The market’s recovery is supported by resilient demand drivers, including gross domestic product (GDP) growth of over 5 percent in the first half of 2025, and overseas Filipino worker (OFW) remittances, which rose 3.1 percent year-on-year. These fundamentals continue to reinforce the market’s underlying strength.

However, affordability constraints and modest rental yields continue to temper buyer appetite, particularly among middle-income households. Sales in the Upper Middle to Luxury segments rose sharply, while the middle0Income bracket lagged behind, suggesting that high housing prices remain a key barrier to broader market participation.

Housing affordability remains a pressing issue in Metro Manila, where residential prices have significantly outpaced income growth.

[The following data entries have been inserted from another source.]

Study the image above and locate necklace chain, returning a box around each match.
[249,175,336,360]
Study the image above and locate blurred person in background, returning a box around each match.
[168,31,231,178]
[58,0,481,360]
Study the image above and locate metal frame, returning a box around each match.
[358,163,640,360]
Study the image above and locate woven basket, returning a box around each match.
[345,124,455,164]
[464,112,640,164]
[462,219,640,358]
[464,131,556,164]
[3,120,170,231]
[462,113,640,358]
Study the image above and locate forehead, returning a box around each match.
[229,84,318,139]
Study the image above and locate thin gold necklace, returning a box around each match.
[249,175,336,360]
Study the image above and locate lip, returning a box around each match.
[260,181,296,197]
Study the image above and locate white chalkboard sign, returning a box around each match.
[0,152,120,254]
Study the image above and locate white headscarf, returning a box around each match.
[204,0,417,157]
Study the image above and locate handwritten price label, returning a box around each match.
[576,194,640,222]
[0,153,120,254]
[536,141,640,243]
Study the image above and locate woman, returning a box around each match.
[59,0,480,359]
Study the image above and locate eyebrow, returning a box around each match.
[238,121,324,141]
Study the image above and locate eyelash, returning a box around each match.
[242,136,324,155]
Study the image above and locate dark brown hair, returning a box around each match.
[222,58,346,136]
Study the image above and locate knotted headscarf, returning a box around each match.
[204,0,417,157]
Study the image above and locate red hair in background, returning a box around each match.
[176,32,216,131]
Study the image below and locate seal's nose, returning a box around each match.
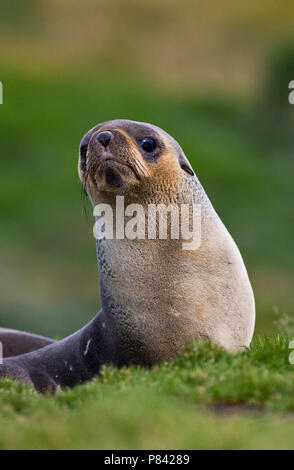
[97,131,112,148]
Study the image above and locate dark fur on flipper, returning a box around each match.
[0,328,54,357]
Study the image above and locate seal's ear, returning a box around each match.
[179,153,194,176]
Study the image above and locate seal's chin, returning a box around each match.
[94,158,140,192]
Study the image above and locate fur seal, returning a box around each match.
[0,120,255,392]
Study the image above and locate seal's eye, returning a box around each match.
[138,137,157,153]
[80,144,88,170]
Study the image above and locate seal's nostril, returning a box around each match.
[97,131,112,148]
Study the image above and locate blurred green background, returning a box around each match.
[0,0,294,337]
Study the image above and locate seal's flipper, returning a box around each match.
[0,328,54,357]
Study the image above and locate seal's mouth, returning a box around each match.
[97,157,142,181]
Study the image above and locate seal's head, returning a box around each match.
[79,120,194,203]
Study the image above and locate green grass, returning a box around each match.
[0,336,294,449]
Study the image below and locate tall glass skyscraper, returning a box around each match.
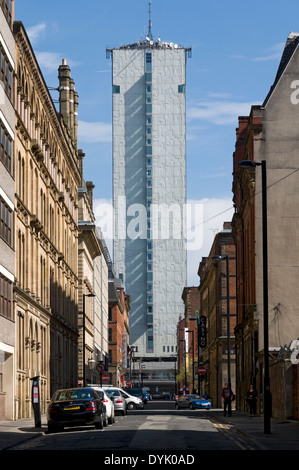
[107,17,191,386]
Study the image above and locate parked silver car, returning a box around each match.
[103,386,127,415]
[90,385,115,424]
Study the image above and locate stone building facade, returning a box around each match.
[13,22,81,418]
[198,222,236,407]
[0,0,16,420]
[233,33,299,418]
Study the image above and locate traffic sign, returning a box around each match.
[96,362,105,372]
[102,374,110,382]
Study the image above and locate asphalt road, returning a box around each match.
[9,400,264,456]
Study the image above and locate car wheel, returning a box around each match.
[48,423,57,434]
[127,403,136,410]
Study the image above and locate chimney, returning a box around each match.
[69,78,75,141]
[58,59,79,148]
[86,181,95,209]
[78,149,85,188]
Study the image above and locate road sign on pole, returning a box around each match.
[198,366,207,375]
[102,374,110,383]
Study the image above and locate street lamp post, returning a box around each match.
[212,255,231,387]
[82,294,95,387]
[180,339,187,393]
[236,160,271,434]
[187,330,194,393]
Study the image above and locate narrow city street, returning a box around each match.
[11,400,268,454]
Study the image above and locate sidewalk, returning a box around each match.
[210,410,299,450]
[0,416,47,451]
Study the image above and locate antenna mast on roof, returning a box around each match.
[148,1,153,39]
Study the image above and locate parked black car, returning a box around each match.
[48,388,107,432]
[125,388,148,405]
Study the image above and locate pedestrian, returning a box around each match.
[221,383,234,416]
[246,384,257,417]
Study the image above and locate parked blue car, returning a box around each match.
[175,395,212,410]
[188,395,212,410]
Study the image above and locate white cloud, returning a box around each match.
[187,101,256,125]
[78,121,112,143]
[231,43,285,62]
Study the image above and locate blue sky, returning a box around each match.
[15,0,299,285]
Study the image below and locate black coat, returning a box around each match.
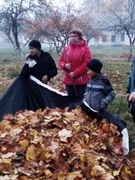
[20,50,57,81]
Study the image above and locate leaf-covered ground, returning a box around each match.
[0,54,135,180]
[0,107,135,180]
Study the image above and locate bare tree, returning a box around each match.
[0,0,33,57]
[105,0,135,61]
[28,1,77,54]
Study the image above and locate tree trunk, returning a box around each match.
[128,44,133,61]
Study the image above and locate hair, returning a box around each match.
[70,29,82,39]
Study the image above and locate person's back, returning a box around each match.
[84,59,115,111]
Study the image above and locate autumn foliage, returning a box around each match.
[0,107,135,180]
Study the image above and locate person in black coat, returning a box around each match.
[20,40,57,84]
[0,39,57,120]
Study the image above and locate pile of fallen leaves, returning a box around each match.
[0,107,135,180]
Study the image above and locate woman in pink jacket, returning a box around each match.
[59,29,92,99]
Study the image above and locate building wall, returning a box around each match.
[89,31,129,45]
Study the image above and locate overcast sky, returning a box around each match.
[0,0,82,8]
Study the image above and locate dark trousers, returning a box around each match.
[66,84,86,99]
[131,110,135,123]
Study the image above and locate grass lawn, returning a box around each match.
[0,46,135,148]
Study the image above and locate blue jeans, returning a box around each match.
[66,84,86,99]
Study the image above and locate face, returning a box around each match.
[29,47,40,56]
[70,33,80,44]
[87,68,98,77]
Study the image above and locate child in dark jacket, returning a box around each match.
[84,59,115,112]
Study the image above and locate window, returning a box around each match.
[121,33,125,41]
[111,35,116,42]
[102,36,107,42]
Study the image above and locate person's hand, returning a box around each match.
[128,92,135,102]
[126,93,130,101]
[65,63,71,70]
[69,72,75,78]
[100,104,105,109]
[42,75,48,83]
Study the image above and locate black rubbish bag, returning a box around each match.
[0,76,82,120]
[97,109,127,132]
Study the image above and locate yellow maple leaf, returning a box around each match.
[26,145,36,161]
[19,139,29,149]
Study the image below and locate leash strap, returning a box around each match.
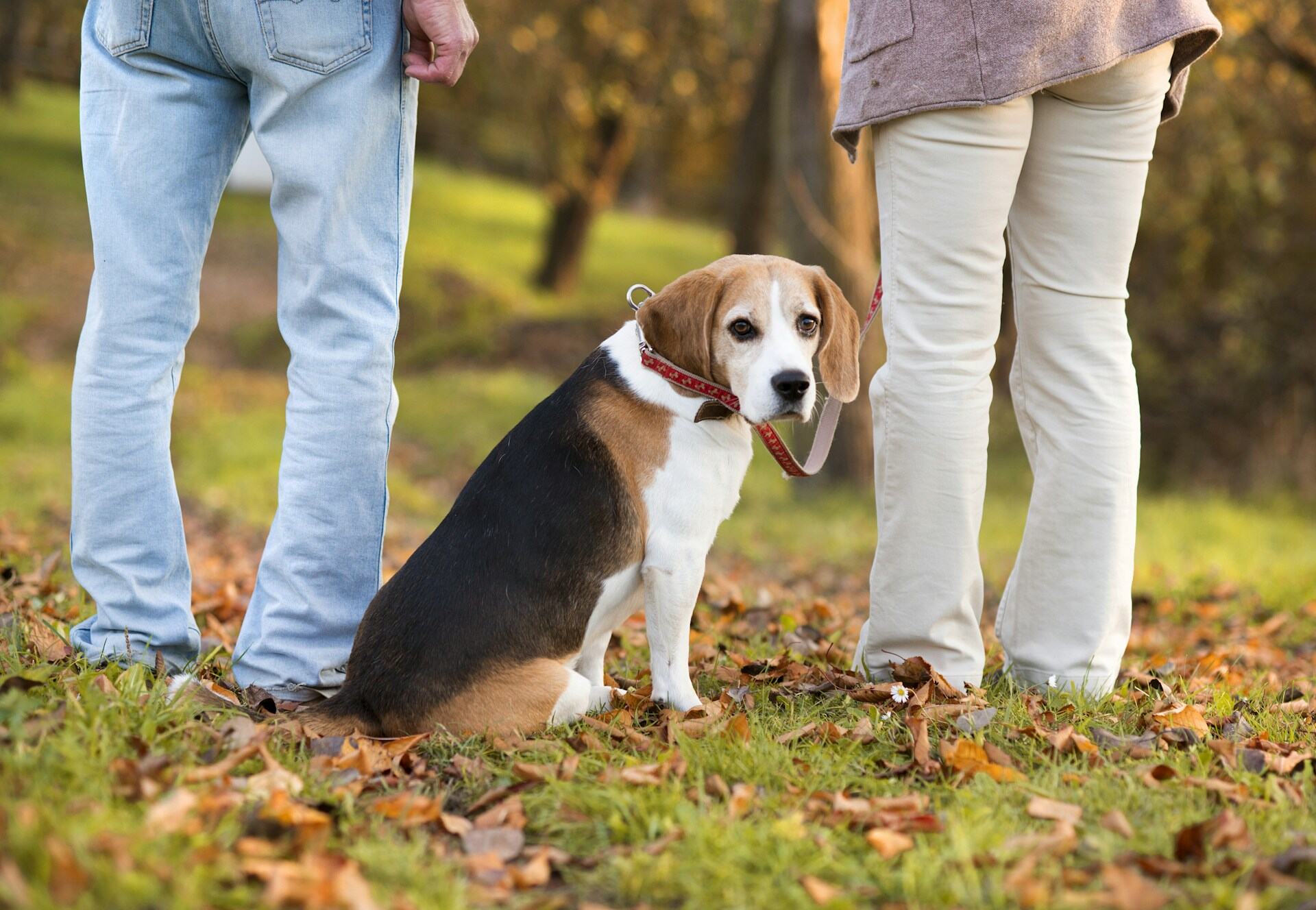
[626,275,881,478]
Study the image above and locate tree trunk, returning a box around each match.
[535,114,634,293]
[727,5,784,252]
[0,0,27,99]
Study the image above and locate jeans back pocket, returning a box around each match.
[255,0,370,73]
[95,0,156,57]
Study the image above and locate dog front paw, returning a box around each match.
[650,688,703,711]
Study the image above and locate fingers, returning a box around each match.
[403,54,466,86]
[403,0,480,86]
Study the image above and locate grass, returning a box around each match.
[0,86,1316,910]
[0,554,1316,907]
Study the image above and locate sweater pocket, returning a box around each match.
[845,0,913,63]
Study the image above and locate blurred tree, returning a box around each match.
[1129,0,1316,495]
[0,0,27,97]
[447,0,762,292]
[729,0,881,485]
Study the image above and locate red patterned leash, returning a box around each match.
[626,275,881,478]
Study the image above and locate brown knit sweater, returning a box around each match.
[831,0,1220,158]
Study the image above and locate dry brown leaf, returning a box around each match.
[512,850,552,890]
[777,723,818,746]
[800,876,841,906]
[864,828,913,860]
[727,784,757,818]
[461,827,525,863]
[1101,863,1170,910]
[727,714,750,746]
[1143,764,1179,787]
[1152,705,1210,738]
[1001,853,1051,907]
[905,704,941,776]
[1027,797,1083,824]
[242,853,379,910]
[940,739,1027,784]
[367,790,444,828]
[142,789,199,834]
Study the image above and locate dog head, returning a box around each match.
[635,256,860,423]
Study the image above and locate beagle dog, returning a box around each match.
[299,256,860,737]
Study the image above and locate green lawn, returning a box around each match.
[0,86,1316,910]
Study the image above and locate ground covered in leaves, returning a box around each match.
[0,513,1316,910]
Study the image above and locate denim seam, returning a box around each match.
[95,0,156,57]
[197,0,242,82]
[256,0,374,75]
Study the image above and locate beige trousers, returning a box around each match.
[855,43,1173,693]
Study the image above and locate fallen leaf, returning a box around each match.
[142,789,197,834]
[955,707,996,737]
[242,853,379,910]
[367,790,444,828]
[1001,852,1051,907]
[727,714,750,746]
[864,828,913,860]
[940,739,1027,783]
[259,790,333,841]
[512,850,552,890]
[1152,705,1210,738]
[1101,863,1170,910]
[800,876,841,906]
[727,784,757,818]
[1101,809,1133,839]
[1027,797,1083,824]
[461,827,525,863]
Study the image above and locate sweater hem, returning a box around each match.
[831,25,1221,164]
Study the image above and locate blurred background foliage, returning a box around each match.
[0,0,1316,497]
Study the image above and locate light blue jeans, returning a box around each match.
[71,0,417,700]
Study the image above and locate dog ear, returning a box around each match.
[814,266,860,401]
[635,268,722,382]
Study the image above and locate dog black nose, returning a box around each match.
[772,369,812,401]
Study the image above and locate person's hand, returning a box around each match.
[403,0,480,86]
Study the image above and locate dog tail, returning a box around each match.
[293,688,388,737]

Since 2019, prices for a sample Makati condominium unit have surged by 38 percent, while average family income has risen by only 15 percent.

“The market is gaining traction with encouraging signs of recovery—take-up has reached a seven-quarter high, and inventory levels are trending toward lower months-of-supply,” said director for research, consultancy and valuation Roy Amado Golez Jr. of Leechiu Property Consultants.

“But while the market is moving in the right direction, the reality is that most of the available inventory remains out of reach for the average Filipino household. Addressing this affordability gap is essential if we want to invite broader participation and ensure inclusive growth in the residential sector,” said Golez.

Rental rates across key districts remain subdued, with lessors continuing to feel the effects of the exit of Philippine Offshore Gaming Operators (POGOs). Only the Ortigas–Mandaluyong district posted a 2 percent quarter-on-quarter increase, while most other districts recorded further declines.

Despite this, rental income can still be a factor in financing. In a case study of a P7.6 million studio unit in Makati, rental income could effectively cover the financing costs of ownership over the loan term, with net positive returns emerging toward the latter part of the payment period. This highlights the potential of rental income to support ownership, though buyers should still plan for funding to cover principal payments.